Puisant à de multiples sources, ce renouveau du féminin sacré souhaite avant tout «redonner de la valeur au corps des femmes, qui a largement été dévalorisé par les monothéismes», poursuit Irene Becci. «Ce n’est d’ailleurs pas un hasard si ces spiritualités réaménagent des rituels précisément autour du corps féminin, comme la bénédiction de l’utérus ou à l’occasion de moments charnières comme celui de la ménopause.»
«Les cercles de femmes répondent à cette quête de sororité dans les expériences corporelles et émotionnelles», atteste Manéli Farahmand. «Dans ces milieux, le féminin sacré est vu comme accompagnant des processus de guérison émotionnelle ou d’empowerment.» La professeure Irene Becci observe d’ailleurs que cette mouvance autour du féminin sacré est très proche de l’écoféminisme. «Dans cette approche, la terre est un peu violée et malmenée, comme le sont les femmes et leurs corps», formule-t-elle. «En sacralisant la terre, on en vient également à sacraliser le féminin.»

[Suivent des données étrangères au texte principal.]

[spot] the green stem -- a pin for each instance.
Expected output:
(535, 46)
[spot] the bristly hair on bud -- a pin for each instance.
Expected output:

«Fleurissant généralement en dehors des structures traditionnelles du christianisme, ces spiritualités féministes commencent à se déployer également au sein des religiosités établies», constate Manéli Farahmand. Le mélange des genres ne manque d’ailleurs pas d’interpeler. Comment le comprendre? «On assiste aujourd’hui à une sorte de démocratisation des ritualités alternatives», note Irene Becci. «Celles-ci n’étant plus stigmatisées, elles peuvent plus facilement être récupérées par les religions instituées qui cherchent à recréer des liens sociaux.»

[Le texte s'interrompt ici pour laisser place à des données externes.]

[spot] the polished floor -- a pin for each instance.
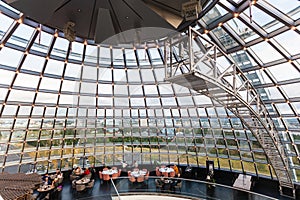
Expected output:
(194, 190)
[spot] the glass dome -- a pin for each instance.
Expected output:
(64, 104)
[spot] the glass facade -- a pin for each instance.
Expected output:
(67, 103)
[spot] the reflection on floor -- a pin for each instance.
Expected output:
(104, 190)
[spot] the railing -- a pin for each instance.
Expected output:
(195, 189)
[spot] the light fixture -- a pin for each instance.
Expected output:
(69, 31)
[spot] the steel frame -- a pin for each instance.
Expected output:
(192, 61)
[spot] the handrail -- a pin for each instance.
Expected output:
(182, 193)
(119, 197)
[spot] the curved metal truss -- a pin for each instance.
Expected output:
(196, 63)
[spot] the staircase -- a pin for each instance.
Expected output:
(192, 62)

Pour autant, les organisatrices de ces rendez-vous intergénérationnels et trans-inclusifs au sein des Eglises réformées réfutent fortement tout lien avec les spiritualités alternatives. Au contraire, «cette nouvelle expression en Eglise partage le message chrétien dans un cadre innovant», souligne Aurélie Netz dans Mélanges de science religieuse. «Les participantes de ces Tentes Rouges expérimentent une ritualité élaborée forte, pouvant ouvrir à un renouvellement de leur appartenance religieuse et de leur identité de femmes chrétiennes et réformées.»
«Notre souci était aussi de créer des ponts avec des personnes qui pensent que le christianisme est misogyne», complète Carolina Costa. Au sein de ces Tentes Rouges, la notion de féminin sacré est d’ailleurs revisitée dans une optique chrétienne: ici il n’est pas question d’un pouvoir qui serait propre aux femmes, mais «d’explorer la part féminine de Dieu, tout comme les récits de nos matriarches bibliques», précise encore la pasteure genevoise. Ainsi, dans une optique de «ré-harmonisation» entre le féminin et le masculin, ces soirées optent pour une liturgie résolument inclusive, soit «au nom du Dieu de tout Amour, qui est Mère et Père, Fille et Fils de tout Amour».
Manéli Farahmand attire cependant l’attention sur le paradoxe de pareilles démarches: «En essentialisant des qualités dites féminines telles que la compassion, l’intuition ou encore la douceur, le féminin sacré peut renforcer ou produire de nouveaux stéréotypes de genre, sur fond de discours d’émancipation et de transformation intérieure.»